Scientific innovation serves as the driving force behind societal progress. In contrast to conservative innovation, disruptive innovation reshapes scientific paradigms and trajectories, significantly influencing both the scientific community and societal development. This study employs an extensive empirical dataset to explore the potential of disruptive innovation to enhance the societal visibility of scientific research. Our research reveals that disruptive innovation significantly enhances societal visibility, increasing it by 11.96% compared to consolidating innovation. Furthermore, disruptive innovation does not directly lead to early-stage "breakthroughs" in scientific endeavors, but it does have a notable "acceleration" effect on societal visibility.
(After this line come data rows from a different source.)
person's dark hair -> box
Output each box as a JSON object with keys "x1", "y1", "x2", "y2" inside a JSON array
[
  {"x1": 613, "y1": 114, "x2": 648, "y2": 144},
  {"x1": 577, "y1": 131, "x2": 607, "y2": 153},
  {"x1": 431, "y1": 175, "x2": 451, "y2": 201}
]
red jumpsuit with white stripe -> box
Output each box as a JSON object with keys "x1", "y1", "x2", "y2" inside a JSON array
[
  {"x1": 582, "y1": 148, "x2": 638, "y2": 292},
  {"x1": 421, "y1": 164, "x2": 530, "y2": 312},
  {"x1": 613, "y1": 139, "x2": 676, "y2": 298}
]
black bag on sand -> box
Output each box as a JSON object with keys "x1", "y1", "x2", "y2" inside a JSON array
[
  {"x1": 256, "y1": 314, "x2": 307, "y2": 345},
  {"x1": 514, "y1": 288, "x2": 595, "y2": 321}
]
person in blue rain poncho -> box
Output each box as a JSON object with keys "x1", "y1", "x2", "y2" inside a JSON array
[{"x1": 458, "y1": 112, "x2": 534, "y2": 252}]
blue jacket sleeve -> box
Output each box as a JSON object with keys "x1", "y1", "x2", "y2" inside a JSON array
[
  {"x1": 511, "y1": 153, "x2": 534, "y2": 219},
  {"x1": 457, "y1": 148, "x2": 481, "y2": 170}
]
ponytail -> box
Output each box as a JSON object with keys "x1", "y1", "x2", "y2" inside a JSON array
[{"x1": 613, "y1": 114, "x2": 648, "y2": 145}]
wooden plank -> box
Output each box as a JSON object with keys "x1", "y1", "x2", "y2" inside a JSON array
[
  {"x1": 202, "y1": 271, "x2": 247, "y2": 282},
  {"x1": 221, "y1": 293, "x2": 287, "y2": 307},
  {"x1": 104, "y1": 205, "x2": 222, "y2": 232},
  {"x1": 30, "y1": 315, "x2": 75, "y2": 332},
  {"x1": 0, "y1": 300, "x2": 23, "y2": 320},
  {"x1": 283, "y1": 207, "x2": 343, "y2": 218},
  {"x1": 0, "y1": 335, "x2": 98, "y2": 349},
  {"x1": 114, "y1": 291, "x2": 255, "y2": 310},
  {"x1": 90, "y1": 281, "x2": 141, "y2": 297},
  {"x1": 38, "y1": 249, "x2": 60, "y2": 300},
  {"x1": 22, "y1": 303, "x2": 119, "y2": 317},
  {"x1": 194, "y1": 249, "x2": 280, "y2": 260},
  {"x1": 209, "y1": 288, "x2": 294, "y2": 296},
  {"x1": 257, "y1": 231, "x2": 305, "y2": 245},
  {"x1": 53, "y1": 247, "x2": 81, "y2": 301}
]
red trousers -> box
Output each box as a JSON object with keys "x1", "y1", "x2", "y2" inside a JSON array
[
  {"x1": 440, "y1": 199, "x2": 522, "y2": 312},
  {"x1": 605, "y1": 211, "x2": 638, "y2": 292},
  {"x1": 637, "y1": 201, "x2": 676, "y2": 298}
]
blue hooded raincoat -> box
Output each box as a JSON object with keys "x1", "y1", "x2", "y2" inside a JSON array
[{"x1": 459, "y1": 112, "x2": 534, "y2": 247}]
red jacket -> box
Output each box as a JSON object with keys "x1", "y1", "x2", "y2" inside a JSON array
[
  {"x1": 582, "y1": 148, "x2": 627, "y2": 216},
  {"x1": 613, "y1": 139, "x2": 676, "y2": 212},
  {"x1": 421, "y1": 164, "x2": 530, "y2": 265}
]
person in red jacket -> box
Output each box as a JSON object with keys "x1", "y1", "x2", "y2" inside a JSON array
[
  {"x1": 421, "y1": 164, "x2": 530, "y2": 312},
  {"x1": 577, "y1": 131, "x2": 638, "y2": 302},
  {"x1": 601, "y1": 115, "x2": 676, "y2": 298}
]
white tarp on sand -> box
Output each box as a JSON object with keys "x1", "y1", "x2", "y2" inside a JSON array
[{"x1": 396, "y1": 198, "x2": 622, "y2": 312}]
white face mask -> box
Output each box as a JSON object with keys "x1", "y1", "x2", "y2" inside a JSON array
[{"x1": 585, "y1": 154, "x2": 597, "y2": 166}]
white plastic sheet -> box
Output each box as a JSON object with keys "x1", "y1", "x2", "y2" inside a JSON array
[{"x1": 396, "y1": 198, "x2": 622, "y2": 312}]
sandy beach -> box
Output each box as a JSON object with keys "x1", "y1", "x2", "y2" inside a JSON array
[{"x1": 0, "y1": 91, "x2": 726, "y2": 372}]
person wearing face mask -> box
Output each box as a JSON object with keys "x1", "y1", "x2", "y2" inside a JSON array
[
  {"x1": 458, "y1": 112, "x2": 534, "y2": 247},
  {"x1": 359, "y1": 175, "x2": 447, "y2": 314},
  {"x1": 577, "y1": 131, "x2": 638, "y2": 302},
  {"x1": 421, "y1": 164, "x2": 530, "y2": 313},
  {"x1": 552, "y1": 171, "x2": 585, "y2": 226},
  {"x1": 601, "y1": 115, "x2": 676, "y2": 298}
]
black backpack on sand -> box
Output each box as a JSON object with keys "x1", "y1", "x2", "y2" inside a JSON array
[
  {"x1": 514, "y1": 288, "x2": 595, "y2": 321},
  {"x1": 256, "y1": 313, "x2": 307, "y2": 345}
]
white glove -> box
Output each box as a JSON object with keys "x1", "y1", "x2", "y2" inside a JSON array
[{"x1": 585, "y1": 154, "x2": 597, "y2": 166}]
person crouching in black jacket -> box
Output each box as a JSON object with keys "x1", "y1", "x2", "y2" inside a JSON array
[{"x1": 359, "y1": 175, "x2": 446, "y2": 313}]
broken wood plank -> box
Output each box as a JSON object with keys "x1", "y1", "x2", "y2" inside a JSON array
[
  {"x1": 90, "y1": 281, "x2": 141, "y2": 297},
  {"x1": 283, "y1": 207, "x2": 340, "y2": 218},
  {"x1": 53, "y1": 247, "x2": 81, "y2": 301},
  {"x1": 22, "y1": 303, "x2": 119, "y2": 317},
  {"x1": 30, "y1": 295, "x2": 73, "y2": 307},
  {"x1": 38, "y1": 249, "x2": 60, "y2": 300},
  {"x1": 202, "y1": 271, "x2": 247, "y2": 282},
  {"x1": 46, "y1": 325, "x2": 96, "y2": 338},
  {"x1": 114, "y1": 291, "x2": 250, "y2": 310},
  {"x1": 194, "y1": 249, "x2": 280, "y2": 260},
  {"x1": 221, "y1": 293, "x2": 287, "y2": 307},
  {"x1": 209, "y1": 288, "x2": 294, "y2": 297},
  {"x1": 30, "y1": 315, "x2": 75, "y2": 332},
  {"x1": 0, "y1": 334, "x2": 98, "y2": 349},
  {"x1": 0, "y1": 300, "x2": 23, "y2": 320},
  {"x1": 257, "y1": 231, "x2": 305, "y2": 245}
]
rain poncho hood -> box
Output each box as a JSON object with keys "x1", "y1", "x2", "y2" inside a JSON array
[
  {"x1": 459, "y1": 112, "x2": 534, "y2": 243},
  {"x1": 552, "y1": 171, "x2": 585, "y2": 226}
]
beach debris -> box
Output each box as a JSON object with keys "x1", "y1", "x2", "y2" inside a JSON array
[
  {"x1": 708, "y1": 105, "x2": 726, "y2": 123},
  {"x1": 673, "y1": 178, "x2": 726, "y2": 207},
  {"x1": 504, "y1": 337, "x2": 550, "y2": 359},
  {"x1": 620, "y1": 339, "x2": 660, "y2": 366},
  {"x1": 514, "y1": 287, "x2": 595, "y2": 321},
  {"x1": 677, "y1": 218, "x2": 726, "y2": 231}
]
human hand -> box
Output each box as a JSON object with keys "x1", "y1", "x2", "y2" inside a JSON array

Particularly striking is its ability to promote visibility of scientific research on social media platforms such as Twitter and blogs. However, its influence is insignificant in news articles and policy documents. This phenomenon may be attributed to the high-risk nature of disruptive innovation, which conflicts with the high level of trust, professionalism, and certainty sought in news and policy. This study carries essential implications for selecting innovative directions, the channels through which innovation is disseminated, and the formulation of science policies.